LA STORIA DI ALBA – Anche in Italia abbiamo un esempio di come i bambini affetti dalla sindrome di down possano trovare una famiglia intenzionata a prendersi cura di loro. E’ il caso di Luca Trapanese e della piccola Alba, affetta dalla sindrome di down. Sono sette le famiglie in attesa di adozione che hanno rifiutato Alba, abbandonata dalla madre dopo il parto. L’unico che si è proposto di farsi carico della bambina è stato proprio Luca, un uomo per cui la diversità è una possibile risorsa. L’ha accolta in affido a poche settimana dalla nascita e l’ha adottata definitivamente al compimento del suo primo compleanno. Felice di essere diventato padre, il desiderio di Luca è sempre stato quello di avere un figlio senza porre un limite, ovvero voleva essere genitore di un minore disabile oppure di una vittima di violenza.
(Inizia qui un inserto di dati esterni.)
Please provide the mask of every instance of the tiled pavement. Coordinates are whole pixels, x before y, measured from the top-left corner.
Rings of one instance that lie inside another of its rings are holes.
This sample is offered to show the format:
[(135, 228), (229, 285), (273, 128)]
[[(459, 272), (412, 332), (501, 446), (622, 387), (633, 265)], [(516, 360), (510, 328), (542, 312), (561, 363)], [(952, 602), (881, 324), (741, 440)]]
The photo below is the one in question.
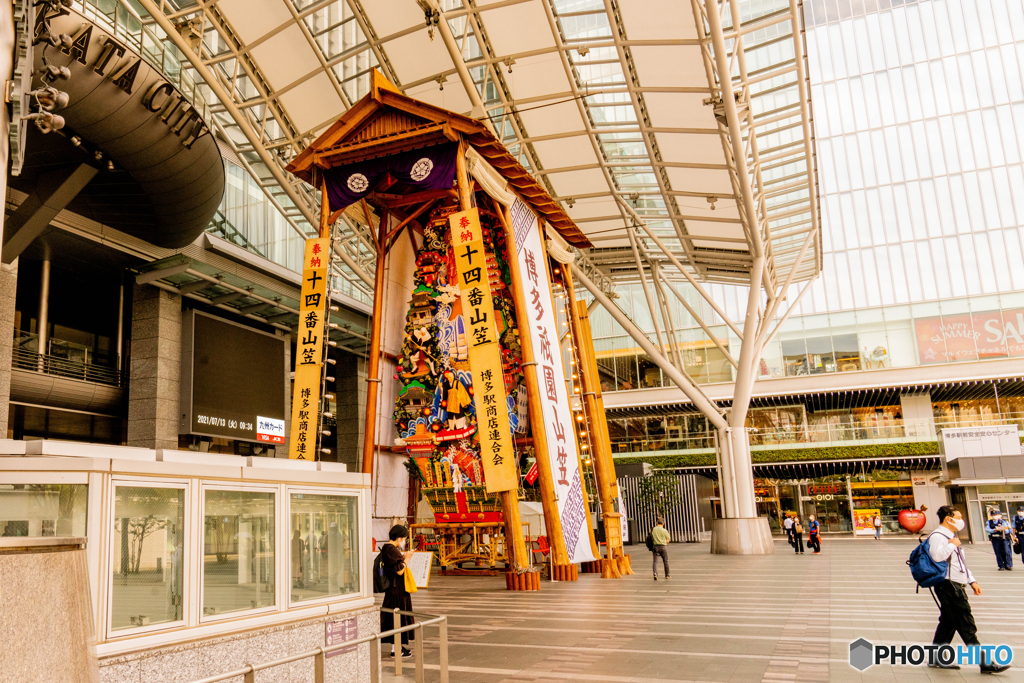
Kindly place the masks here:
[[(915, 594), (905, 561), (913, 541), (825, 539), (821, 555), (777, 542), (776, 555), (711, 555), (669, 547), (671, 581), (653, 581), (634, 546), (635, 576), (544, 582), (510, 593), (500, 577), (431, 578), (417, 611), (447, 614), (452, 683), (703, 683), (719, 681), (978, 680), (927, 667), (851, 668), (849, 643), (930, 643), (938, 609)], [(991, 548), (966, 548), (984, 594), (971, 604), (983, 643), (1014, 646), (1018, 667), (988, 679), (1024, 682), (1024, 567), (997, 572)], [(426, 680), (437, 681), (437, 637), (425, 640)], [(396, 678), (412, 681), (412, 662)]]

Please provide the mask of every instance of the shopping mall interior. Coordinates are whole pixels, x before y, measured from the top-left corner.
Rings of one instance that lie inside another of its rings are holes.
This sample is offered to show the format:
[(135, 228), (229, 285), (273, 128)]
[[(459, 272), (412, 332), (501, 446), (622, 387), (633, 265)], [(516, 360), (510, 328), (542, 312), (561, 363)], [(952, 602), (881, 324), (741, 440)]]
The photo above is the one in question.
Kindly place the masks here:
[(1019, 0), (14, 0), (0, 71), (0, 678), (959, 680), (851, 645), (945, 506), (1024, 647)]

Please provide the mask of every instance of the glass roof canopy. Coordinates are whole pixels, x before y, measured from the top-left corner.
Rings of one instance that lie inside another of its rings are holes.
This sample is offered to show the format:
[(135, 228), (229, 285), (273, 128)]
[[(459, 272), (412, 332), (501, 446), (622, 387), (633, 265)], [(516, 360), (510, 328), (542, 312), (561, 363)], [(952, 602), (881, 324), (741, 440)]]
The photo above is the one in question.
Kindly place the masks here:
[[(797, 0), (133, 4), (206, 84), (216, 129), (303, 235), (315, 197), (284, 166), (377, 68), (412, 97), (486, 118), (587, 234), (605, 288), (639, 277), (630, 230), (641, 267), (671, 279), (670, 255), (697, 280), (748, 284), (763, 254), (774, 298), (820, 271)], [(372, 290), (372, 240), (343, 220), (340, 275)]]

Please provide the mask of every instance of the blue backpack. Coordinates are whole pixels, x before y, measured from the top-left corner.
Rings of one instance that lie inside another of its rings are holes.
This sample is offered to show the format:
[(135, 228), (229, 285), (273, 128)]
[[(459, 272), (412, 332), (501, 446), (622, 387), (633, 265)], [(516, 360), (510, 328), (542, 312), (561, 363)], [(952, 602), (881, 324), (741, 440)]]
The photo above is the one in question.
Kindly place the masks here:
[(917, 590), (937, 586), (949, 576), (949, 562), (936, 562), (929, 552), (931, 536), (917, 544), (914, 552), (910, 553), (907, 564), (910, 565), (910, 574), (917, 581)]

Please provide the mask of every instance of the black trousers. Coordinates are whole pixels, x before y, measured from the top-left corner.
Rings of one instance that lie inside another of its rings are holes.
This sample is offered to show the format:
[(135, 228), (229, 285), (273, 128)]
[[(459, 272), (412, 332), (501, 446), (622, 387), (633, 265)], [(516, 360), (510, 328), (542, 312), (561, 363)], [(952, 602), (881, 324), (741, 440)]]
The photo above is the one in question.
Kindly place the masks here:
[(663, 545), (654, 546), (654, 575), (658, 575), (658, 556), (661, 556), (661, 564), (665, 567), (665, 576), (669, 576), (668, 573), (668, 548)]
[(814, 552), (821, 552), (821, 537), (818, 534), (810, 534), (807, 537), (807, 545), (814, 548)]
[(789, 527), (788, 529), (786, 529), (786, 541), (790, 545), (793, 545), (793, 527)]
[(793, 532), (793, 551), (802, 553), (804, 551), (804, 535)]
[(948, 645), (959, 633), (965, 645), (980, 645), (978, 627), (971, 614), (971, 603), (967, 600), (967, 586), (946, 579), (932, 590), (939, 600), (939, 625), (932, 643)]

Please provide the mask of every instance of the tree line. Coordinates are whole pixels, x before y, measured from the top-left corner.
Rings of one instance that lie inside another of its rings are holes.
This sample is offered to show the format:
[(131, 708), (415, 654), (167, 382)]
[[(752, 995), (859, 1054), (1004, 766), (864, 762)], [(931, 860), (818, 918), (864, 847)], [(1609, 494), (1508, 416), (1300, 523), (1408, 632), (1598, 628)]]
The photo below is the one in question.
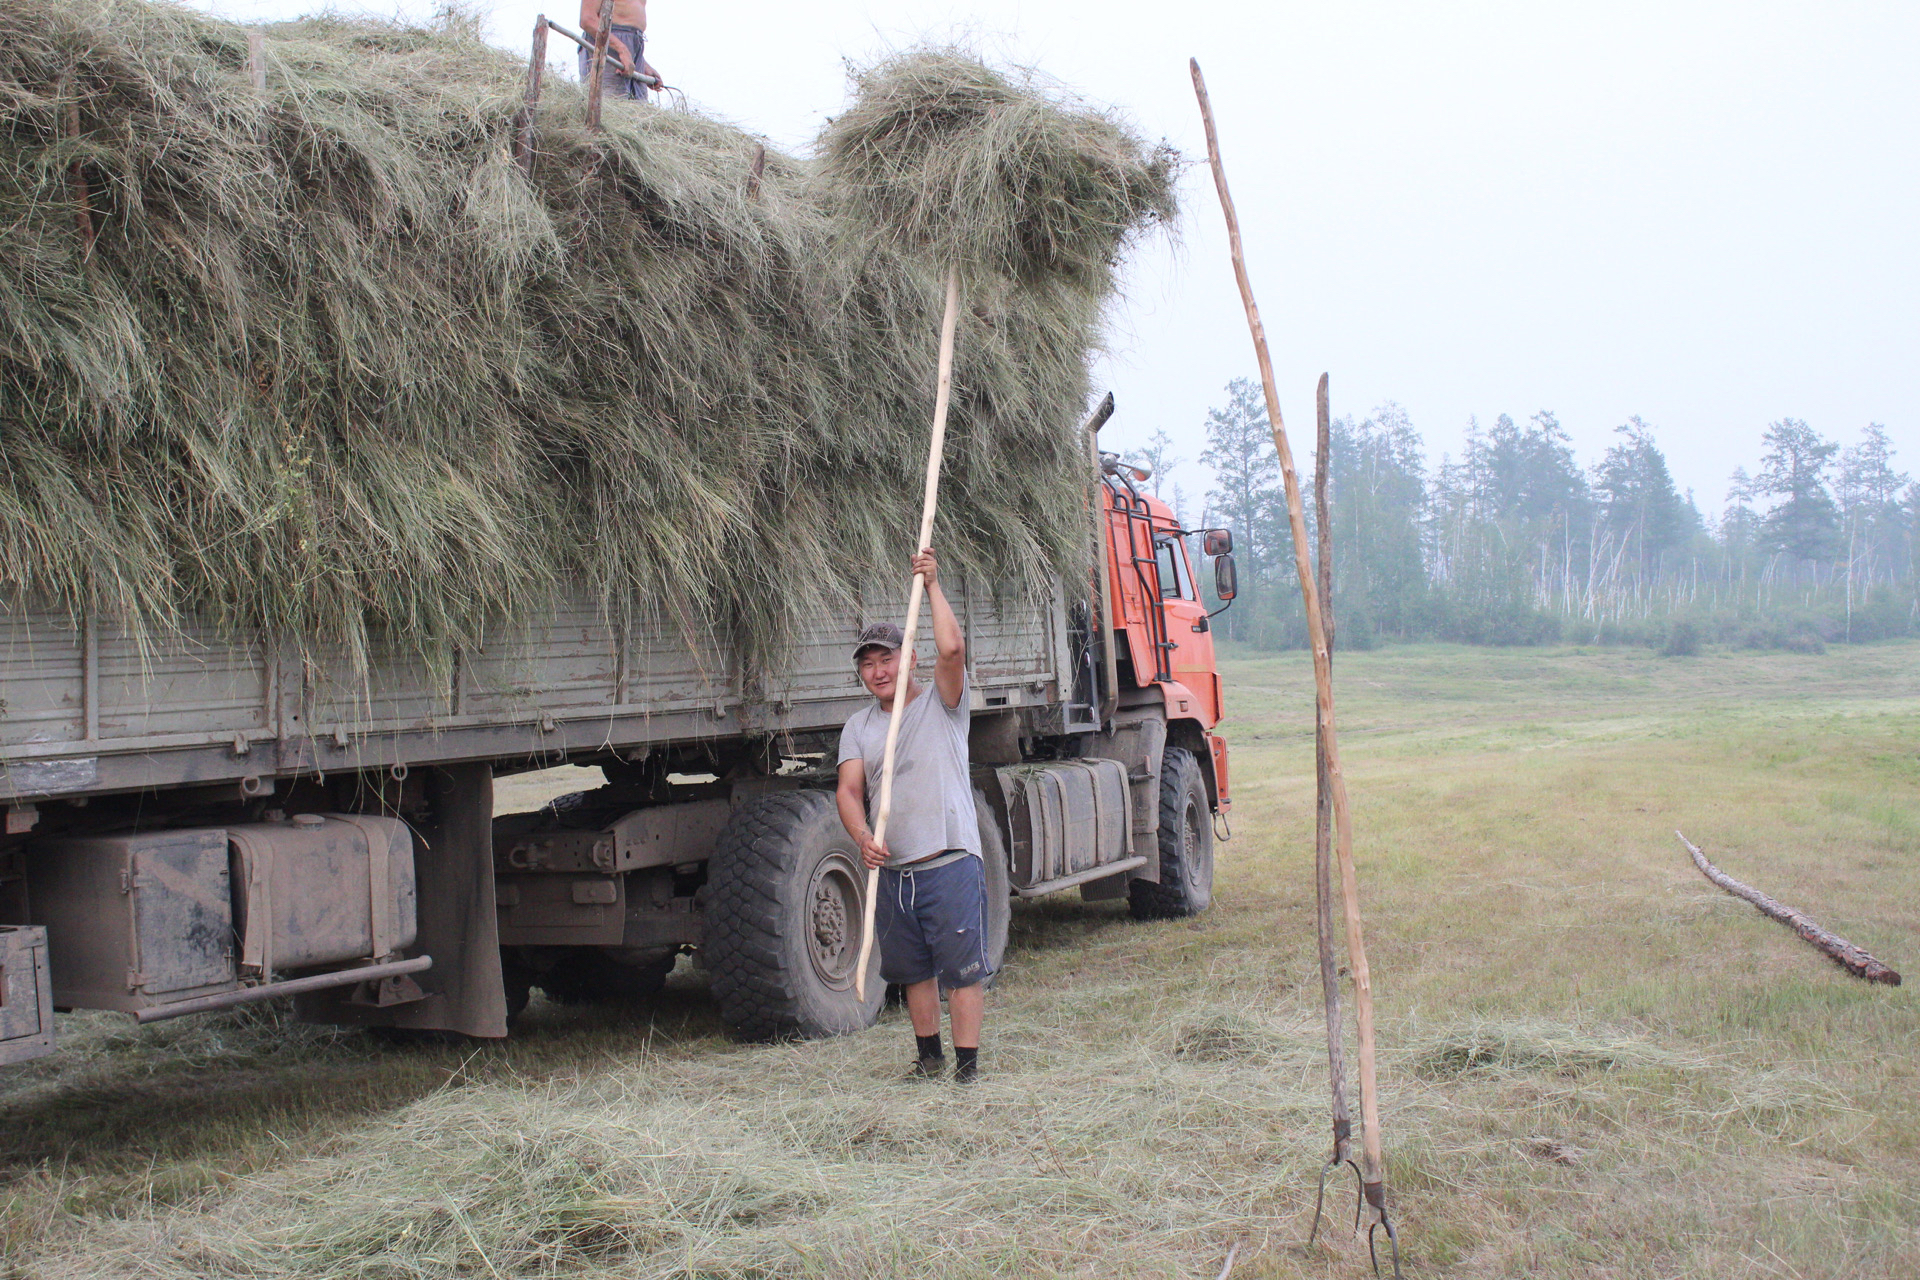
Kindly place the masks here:
[[(1226, 395), (1207, 414), (1200, 461), (1214, 481), (1198, 523), (1234, 531), (1240, 597), (1215, 625), (1255, 646), (1299, 646), (1306, 626), (1266, 405), (1250, 379)], [(1884, 427), (1843, 446), (1794, 418), (1773, 423), (1760, 469), (1735, 470), (1712, 515), (1674, 484), (1651, 426), (1629, 418), (1614, 435), (1582, 466), (1552, 413), (1524, 423), (1502, 414), (1471, 423), (1459, 456), (1429, 467), (1399, 405), (1336, 419), (1340, 644), (1813, 650), (1920, 633), (1920, 483), (1895, 470)], [(1311, 450), (1296, 451), (1307, 467)], [(1165, 433), (1136, 456), (1163, 485), (1180, 461)], [(1185, 523), (1186, 494), (1168, 486), (1163, 496)]]

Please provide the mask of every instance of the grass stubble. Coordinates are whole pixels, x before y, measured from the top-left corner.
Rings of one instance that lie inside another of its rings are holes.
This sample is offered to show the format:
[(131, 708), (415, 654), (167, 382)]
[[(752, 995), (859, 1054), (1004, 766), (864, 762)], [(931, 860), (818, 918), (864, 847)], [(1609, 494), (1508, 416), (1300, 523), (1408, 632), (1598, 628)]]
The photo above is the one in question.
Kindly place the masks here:
[[(1388, 1183), (1414, 1275), (1920, 1274), (1911, 987), (1694, 873), (1678, 826), (1897, 968), (1920, 936), (1920, 646), (1340, 666)], [(1326, 1144), (1311, 681), (1237, 657), (1215, 909), (1015, 916), (971, 1090), (897, 1012), (726, 1041), (536, 1004), (501, 1045), (253, 1012), (62, 1020), (7, 1077), (23, 1276), (1360, 1275), (1302, 1247)], [(561, 784), (568, 785), (568, 784)]]

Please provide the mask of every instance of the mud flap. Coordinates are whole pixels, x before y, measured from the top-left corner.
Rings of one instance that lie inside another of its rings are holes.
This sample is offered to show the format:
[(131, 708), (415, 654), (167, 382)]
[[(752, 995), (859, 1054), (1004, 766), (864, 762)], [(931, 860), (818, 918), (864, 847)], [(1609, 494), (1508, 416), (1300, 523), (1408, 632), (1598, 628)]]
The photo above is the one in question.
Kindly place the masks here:
[(302, 1021), (507, 1034), (493, 902), (493, 766), (435, 768), (427, 787), (434, 819), (415, 832), (420, 932), (408, 948), (433, 957), (433, 968), (417, 975), (425, 997), (381, 1006), (356, 1001), (351, 987), (315, 992), (294, 1001)]

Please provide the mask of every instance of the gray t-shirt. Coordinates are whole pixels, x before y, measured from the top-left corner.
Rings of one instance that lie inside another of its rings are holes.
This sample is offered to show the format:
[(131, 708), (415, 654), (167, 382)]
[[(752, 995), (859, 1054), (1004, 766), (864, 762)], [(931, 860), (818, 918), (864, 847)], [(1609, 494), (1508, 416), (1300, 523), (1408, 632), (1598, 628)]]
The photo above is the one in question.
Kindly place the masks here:
[[(967, 772), (967, 725), (972, 681), (960, 683), (960, 705), (940, 700), (937, 685), (915, 682), (919, 696), (900, 712), (893, 749), (893, 812), (887, 818), (887, 865), (902, 867), (948, 849), (980, 856), (980, 823)], [(880, 768), (887, 750), (888, 712), (876, 701), (860, 708), (840, 731), (840, 763), (867, 765), (867, 821), (880, 813)]]

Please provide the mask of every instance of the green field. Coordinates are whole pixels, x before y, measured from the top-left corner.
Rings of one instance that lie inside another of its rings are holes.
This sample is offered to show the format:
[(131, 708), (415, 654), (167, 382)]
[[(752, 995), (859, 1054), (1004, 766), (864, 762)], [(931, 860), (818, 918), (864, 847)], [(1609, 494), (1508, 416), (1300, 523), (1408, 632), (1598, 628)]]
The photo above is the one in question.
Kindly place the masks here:
[[(1236, 1276), (1365, 1276), (1304, 1246), (1309, 667), (1226, 667), (1217, 906), (1017, 911), (971, 1090), (896, 1081), (894, 1011), (732, 1044), (685, 963), (501, 1045), (68, 1017), (0, 1077), (11, 1274), (1213, 1277), (1238, 1242)], [(1920, 644), (1422, 646), (1338, 687), (1409, 1274), (1920, 1275), (1914, 988), (1673, 836), (1920, 982)]]

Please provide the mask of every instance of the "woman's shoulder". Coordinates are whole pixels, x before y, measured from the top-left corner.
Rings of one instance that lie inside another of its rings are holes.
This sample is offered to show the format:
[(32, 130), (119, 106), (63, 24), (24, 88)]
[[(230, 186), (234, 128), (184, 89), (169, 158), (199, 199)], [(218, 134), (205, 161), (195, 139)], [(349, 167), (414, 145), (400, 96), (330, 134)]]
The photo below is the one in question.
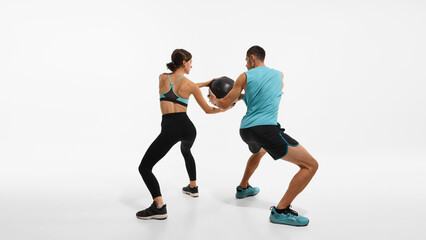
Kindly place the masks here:
[(188, 81), (188, 82), (191, 82), (192, 83), (192, 81), (191, 81), (191, 79), (189, 79), (188, 77), (186, 77), (186, 76), (183, 76), (183, 78), (182, 78), (183, 80), (185, 80), (185, 81)]
[[(191, 89), (191, 92), (193, 91), (193, 88), (195, 88), (195, 87), (197, 87), (197, 85), (193, 82), (193, 81), (191, 81), (191, 79), (189, 79), (189, 78), (187, 78), (187, 77), (183, 77), (183, 79), (182, 80), (184, 80), (185, 81), (185, 85), (189, 88), (189, 89)], [(197, 87), (198, 88), (198, 87)]]
[(160, 76), (158, 76), (158, 78), (159, 79), (167, 78), (167, 75), (169, 75), (169, 73), (161, 73)]

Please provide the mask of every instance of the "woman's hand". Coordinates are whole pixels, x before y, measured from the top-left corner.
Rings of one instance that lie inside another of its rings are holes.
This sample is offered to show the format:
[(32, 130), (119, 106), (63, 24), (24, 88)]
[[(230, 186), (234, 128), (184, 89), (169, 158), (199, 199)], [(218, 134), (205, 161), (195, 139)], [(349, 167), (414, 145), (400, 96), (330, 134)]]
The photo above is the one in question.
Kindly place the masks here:
[(212, 90), (209, 89), (209, 95), (207, 95), (209, 98), (209, 102), (213, 104), (214, 106), (217, 106), (217, 98), (216, 95), (212, 92)]
[(197, 83), (197, 86), (199, 87), (199, 88), (202, 88), (202, 87), (208, 87), (209, 85), (210, 85), (210, 83), (211, 82), (213, 82), (215, 79), (213, 78), (212, 80), (209, 80), (209, 81), (207, 81), (207, 82), (202, 82), (202, 83)]

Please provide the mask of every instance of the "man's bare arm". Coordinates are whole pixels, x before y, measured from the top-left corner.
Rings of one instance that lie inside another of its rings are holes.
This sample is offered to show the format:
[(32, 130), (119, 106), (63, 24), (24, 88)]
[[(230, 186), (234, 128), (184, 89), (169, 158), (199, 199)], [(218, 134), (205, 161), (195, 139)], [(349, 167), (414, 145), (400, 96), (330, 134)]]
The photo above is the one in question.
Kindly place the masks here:
[(228, 108), (232, 103), (238, 100), (238, 98), (241, 96), (241, 92), (245, 89), (247, 81), (247, 76), (245, 73), (242, 73), (238, 78), (237, 81), (235, 81), (234, 87), (232, 90), (221, 99), (217, 99), (216, 96), (210, 91), (210, 102), (215, 104), (217, 107), (226, 109)]

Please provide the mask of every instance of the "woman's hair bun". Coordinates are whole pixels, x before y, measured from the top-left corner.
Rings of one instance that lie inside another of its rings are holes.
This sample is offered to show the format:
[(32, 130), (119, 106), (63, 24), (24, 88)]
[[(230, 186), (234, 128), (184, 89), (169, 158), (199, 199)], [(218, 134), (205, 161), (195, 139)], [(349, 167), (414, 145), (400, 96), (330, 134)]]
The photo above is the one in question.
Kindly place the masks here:
[(189, 53), (185, 49), (176, 49), (172, 53), (172, 61), (167, 63), (166, 66), (170, 71), (174, 72), (176, 71), (176, 69), (183, 65), (183, 61), (188, 62), (191, 59), (191, 53)]

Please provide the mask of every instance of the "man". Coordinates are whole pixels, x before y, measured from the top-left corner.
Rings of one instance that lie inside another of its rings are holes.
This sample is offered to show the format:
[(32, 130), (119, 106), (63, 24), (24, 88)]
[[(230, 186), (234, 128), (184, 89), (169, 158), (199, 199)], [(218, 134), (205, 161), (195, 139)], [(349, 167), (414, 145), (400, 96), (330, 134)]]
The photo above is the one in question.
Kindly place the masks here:
[(210, 91), (210, 102), (226, 109), (243, 96), (242, 100), (247, 105), (247, 113), (241, 121), (240, 135), (253, 155), (248, 159), (235, 196), (241, 199), (259, 192), (259, 188), (250, 186), (248, 182), (266, 152), (275, 160), (283, 159), (296, 164), (300, 170), (291, 180), (278, 205), (271, 207), (269, 219), (273, 223), (306, 226), (309, 219), (299, 216), (290, 208), (290, 204), (308, 185), (318, 169), (318, 163), (304, 147), (284, 133), (284, 129), (277, 123), (284, 75), (266, 67), (264, 59), (263, 48), (251, 47), (246, 55), (248, 71), (237, 78), (233, 89), (224, 98), (217, 99)]

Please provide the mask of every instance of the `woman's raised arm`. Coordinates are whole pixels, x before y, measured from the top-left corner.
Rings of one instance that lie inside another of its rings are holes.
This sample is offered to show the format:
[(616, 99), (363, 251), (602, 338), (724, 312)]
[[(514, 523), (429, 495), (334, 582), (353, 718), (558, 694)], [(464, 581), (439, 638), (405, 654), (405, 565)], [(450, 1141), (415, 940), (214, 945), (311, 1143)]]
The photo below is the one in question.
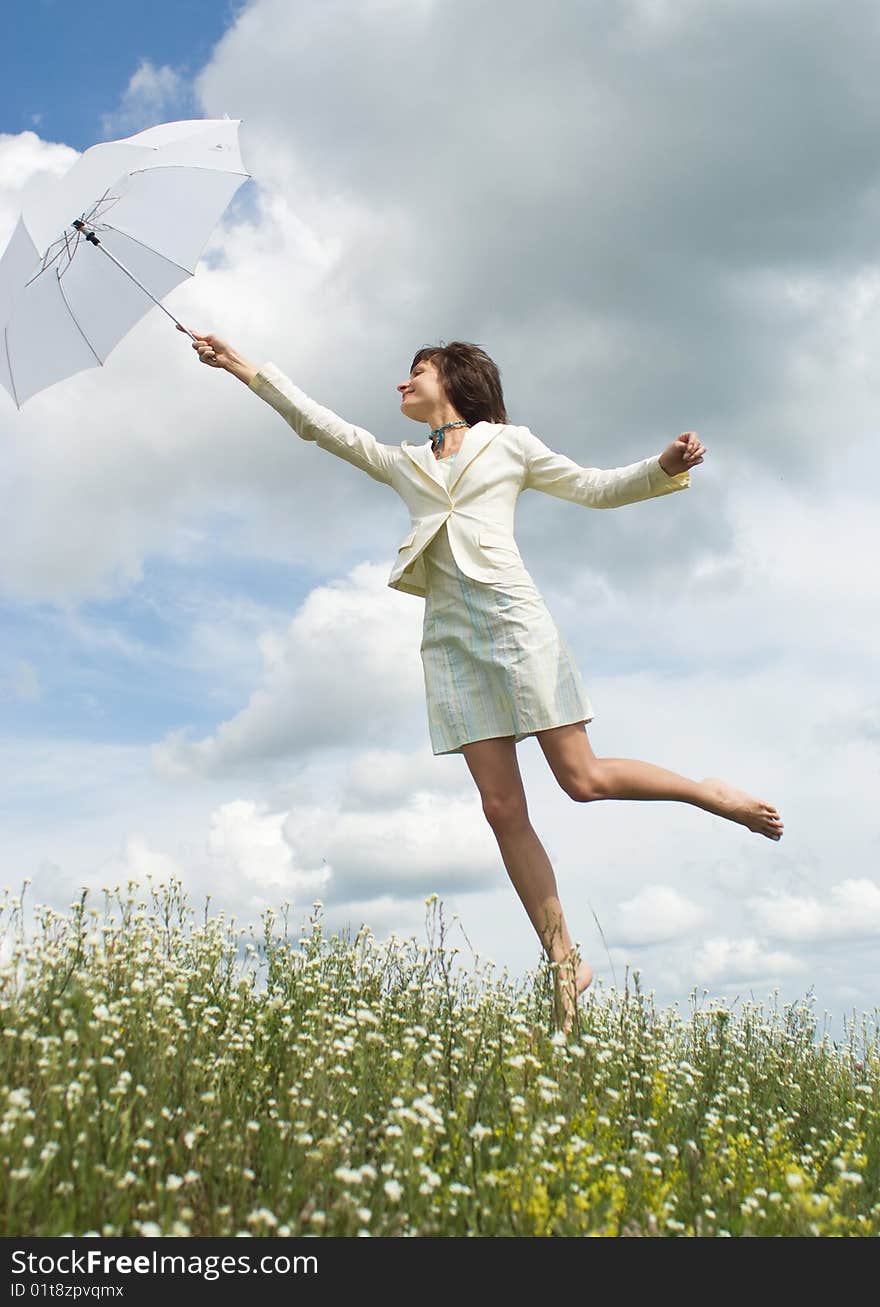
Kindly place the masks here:
[(313, 440), (321, 449), (345, 459), (375, 481), (391, 485), (392, 469), (400, 452), (396, 446), (380, 444), (363, 427), (353, 426), (331, 409), (316, 404), (274, 363), (255, 368), (217, 336), (196, 335), (193, 349), (198, 351), (202, 363), (223, 368), (243, 381), (280, 413), (303, 440)]
[[(674, 476), (664, 470), (661, 455), (643, 458), (626, 467), (582, 467), (566, 454), (549, 449), (528, 427), (521, 427), (520, 431), (526, 474), (524, 490), (543, 490), (547, 495), (570, 499), (586, 508), (619, 508), (685, 490), (690, 485), (692, 463)], [(664, 462), (669, 454), (669, 449), (663, 451)]]

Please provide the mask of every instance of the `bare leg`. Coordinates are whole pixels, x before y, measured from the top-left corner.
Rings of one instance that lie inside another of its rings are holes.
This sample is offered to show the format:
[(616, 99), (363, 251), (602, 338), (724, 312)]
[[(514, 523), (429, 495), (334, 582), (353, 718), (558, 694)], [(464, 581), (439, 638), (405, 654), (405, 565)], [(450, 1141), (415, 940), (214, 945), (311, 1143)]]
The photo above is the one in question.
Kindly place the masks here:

Infatti Luca è il fondatore delle associazioni “A ruota libera”, che si occupa di ragazzi Down, e “La casa di Matteo”, per bambini gravemente ammalati che si dedicano ad attività di volontariato da ormai molti anni. Inoltre a Marzano Appio, sempre in Campania, Luca ha realizzato “Il borgo sociale” composto da tre residenze, fattoria, apicoltura e tante altre attività per i disabili e per il loro inserimento nella vita lavorativa in piena autonomia. Anche per questo ha fatto richiesta nel registro speciale che permette alle persone single di fare delle adozioni in condizioni particolari.